ISO/IEC 9899:TC3, 6.5.2.3
Therefore it would be assignable, if the expression
NSMakeSize( 1.0, 2.0 )
is an l-value. It is not. The reason is a little bit more complex. To understand that you have to know the links between ., -> and &:
In contrast to ., -> always is an l-value.
A postfix expression followed by the -> operator and an identifier designates a member of a structure or union object. The value is that of the named member of the object to which the first expression points, and is an lvalue. 83)
Therefore - that is what footnote 83 explains – ->, &, and . has a link:
If you can calculate the address of a structure S having a component C with the & operator, the expression (&S)->C is equivalent to S.C. This requires that you can calculate the address of S. But you can never do that with a return value, even it is a simple integer …
int f(void)
{
return 1;
}
f()=5; // Error
… or a pointer …
int *f(void)
{
return NULL;
}
f()=NULL; // Error
You always get the same error: It is not assignable.
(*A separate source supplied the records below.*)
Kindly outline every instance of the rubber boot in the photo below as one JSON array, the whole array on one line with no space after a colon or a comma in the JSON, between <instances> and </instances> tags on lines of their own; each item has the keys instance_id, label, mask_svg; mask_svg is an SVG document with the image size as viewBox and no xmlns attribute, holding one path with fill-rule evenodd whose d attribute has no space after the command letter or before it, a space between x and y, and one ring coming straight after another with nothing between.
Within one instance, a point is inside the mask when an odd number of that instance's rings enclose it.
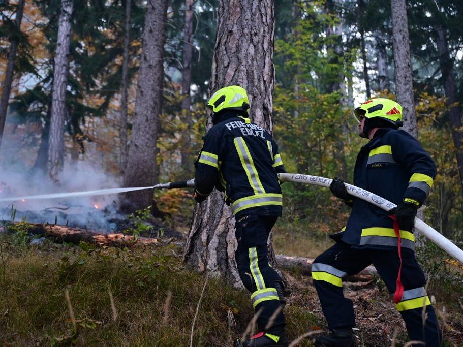
<instances>
[{"instance_id":1,"label":"rubber boot","mask_svg":"<svg viewBox=\"0 0 463 347\"><path fill-rule=\"evenodd\" d=\"M354 345L355 338L351 328L333 329L327 335L323 335L315 338L316 346L324 347L351 347Z\"/></svg>"},{"instance_id":2,"label":"rubber boot","mask_svg":"<svg viewBox=\"0 0 463 347\"><path fill-rule=\"evenodd\" d=\"M287 347L286 334L278 336L265 333L258 333L241 342L239 339L235 341L234 347Z\"/></svg>"}]
</instances>

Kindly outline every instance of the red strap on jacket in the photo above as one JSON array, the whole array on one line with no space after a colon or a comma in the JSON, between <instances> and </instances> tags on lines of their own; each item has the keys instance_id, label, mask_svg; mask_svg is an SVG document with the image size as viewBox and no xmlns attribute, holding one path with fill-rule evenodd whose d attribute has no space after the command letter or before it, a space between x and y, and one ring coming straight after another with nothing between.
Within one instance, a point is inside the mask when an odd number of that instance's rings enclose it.
<instances>
[{"instance_id":1,"label":"red strap on jacket","mask_svg":"<svg viewBox=\"0 0 463 347\"><path fill-rule=\"evenodd\" d=\"M397 275L397 280L395 281L395 292L394 293L394 302L398 304L402 299L402 296L404 295L404 285L402 284L402 281L400 280L400 273L402 272L402 239L400 237L400 228L397 221L397 218L394 215L390 215L389 217L392 218L393 225L394 226L394 231L395 232L395 236L397 236L397 245L398 250L398 259L400 260L400 264L398 267L398 273Z\"/></svg>"}]
</instances>

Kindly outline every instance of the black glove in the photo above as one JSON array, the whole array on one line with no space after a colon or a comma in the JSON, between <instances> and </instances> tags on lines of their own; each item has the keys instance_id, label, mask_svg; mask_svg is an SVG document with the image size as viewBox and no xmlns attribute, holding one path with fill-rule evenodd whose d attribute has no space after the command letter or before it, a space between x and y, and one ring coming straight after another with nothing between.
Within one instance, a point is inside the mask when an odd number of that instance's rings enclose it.
<instances>
[{"instance_id":1,"label":"black glove","mask_svg":"<svg viewBox=\"0 0 463 347\"><path fill-rule=\"evenodd\" d=\"M206 199L207 199L207 196L201 195L196 190L195 191L195 200L196 200L196 202L200 204Z\"/></svg>"},{"instance_id":2,"label":"black glove","mask_svg":"<svg viewBox=\"0 0 463 347\"><path fill-rule=\"evenodd\" d=\"M344 181L341 178L334 177L333 179L331 184L329 185L329 190L335 197L342 199L343 200L348 200L351 199L351 196L347 193L347 190L346 189L346 186L344 185Z\"/></svg>"},{"instance_id":3,"label":"black glove","mask_svg":"<svg viewBox=\"0 0 463 347\"><path fill-rule=\"evenodd\" d=\"M403 202L396 207L389 211L389 214L394 214L402 230L411 230L415 225L415 216L418 206L409 202Z\"/></svg>"}]
</instances>

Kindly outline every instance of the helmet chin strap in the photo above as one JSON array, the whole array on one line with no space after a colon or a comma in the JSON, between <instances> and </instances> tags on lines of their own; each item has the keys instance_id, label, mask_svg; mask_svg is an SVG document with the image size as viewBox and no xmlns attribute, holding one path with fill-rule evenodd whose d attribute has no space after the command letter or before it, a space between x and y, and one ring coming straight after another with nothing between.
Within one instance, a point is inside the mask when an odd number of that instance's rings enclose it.
<instances>
[{"instance_id":1,"label":"helmet chin strap","mask_svg":"<svg viewBox=\"0 0 463 347\"><path fill-rule=\"evenodd\" d=\"M391 122L378 123L378 122L375 121L374 118L365 118L365 123L363 124L363 135L367 139L369 138L368 133L372 129L375 128L392 128L393 129L398 129L399 128L404 125L402 120L397 120L394 123Z\"/></svg>"}]
</instances>

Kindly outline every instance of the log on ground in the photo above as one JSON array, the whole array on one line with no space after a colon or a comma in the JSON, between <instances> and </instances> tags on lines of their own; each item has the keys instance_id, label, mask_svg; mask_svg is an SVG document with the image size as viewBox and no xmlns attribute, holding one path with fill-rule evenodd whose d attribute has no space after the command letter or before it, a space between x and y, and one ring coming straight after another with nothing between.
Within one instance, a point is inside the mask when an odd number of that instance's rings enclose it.
<instances>
[{"instance_id":1,"label":"log on ground","mask_svg":"<svg viewBox=\"0 0 463 347\"><path fill-rule=\"evenodd\" d=\"M28 223L28 225L30 226L27 229L27 232L52 239L56 242L79 244L81 242L85 242L101 246L119 247L159 243L157 239L147 237L138 237L134 241L133 236L120 233L102 234L92 230L55 225L34 223Z\"/></svg>"},{"instance_id":2,"label":"log on ground","mask_svg":"<svg viewBox=\"0 0 463 347\"><path fill-rule=\"evenodd\" d=\"M313 259L303 257L289 257L282 255L275 256L276 263L282 269L285 270L298 269L300 273L305 276L311 276ZM351 275L343 279L348 282L368 282L378 275L374 266L368 266L356 275Z\"/></svg>"}]
</instances>

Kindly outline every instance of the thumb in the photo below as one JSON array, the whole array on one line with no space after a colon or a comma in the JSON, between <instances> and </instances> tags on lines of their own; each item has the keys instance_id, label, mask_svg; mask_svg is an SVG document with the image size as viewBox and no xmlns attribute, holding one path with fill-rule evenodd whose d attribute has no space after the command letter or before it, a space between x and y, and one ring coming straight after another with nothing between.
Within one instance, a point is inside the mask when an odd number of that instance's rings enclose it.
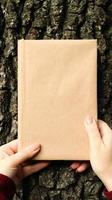
<instances>
[{"instance_id":1,"label":"thumb","mask_svg":"<svg viewBox=\"0 0 112 200\"><path fill-rule=\"evenodd\" d=\"M20 165L24 163L25 161L33 158L34 155L36 155L40 151L40 147L41 147L40 144L39 145L33 144L26 147L24 150L16 154L13 154L10 157L11 164L13 165L13 167L14 166L16 167L17 165Z\"/></svg>"},{"instance_id":2,"label":"thumb","mask_svg":"<svg viewBox=\"0 0 112 200\"><path fill-rule=\"evenodd\" d=\"M101 143L101 135L95 119L88 115L84 121L84 124L88 134L90 148L98 148Z\"/></svg>"}]
</instances>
Because it is a r-value. This is obvious, because it is not clear,
a) whether the way the compiler returns a value, esp. whether he does it in address space.
b) when the time the life time of the returned value is over
Going back to the structure that means that the return value is a r-value. Therefore the result of the . operator on that is a r-value. You are not allowed to assign a value to a r-value.
D. The solution
There is a solution to assign to a "returned structure". One might decide, whether it is good or not. Since -> always is an l-value, you can return a pointer to the structure. Dereferencing this pointer with the -> operator has always an l-value as result, so you can assign a value to it:
// obj.aIndex returns a pointer
obj.aIndex->category = 1;
You do not need #public for that. (What really is a bad idea.)
The semantics of the property are to copy the struct, so it doesn't need to be allocated and initialized like an Objective-C object would. It's given its own space like a primitive type is.
You will need to be careful updating it, as this won't work:
obj.aIndex.category = 1;
Instead you will need to do this:
Index index = obj.aIndex;
index.category = 1;
obj.aIndex = index;
This is because the property getter will return a copy of the struct and not a reference to it (the first snippet is like the second snippet, without the last line that assigns the copy back to the object).
So you might be better off making it a first class object, depending on how it will be used.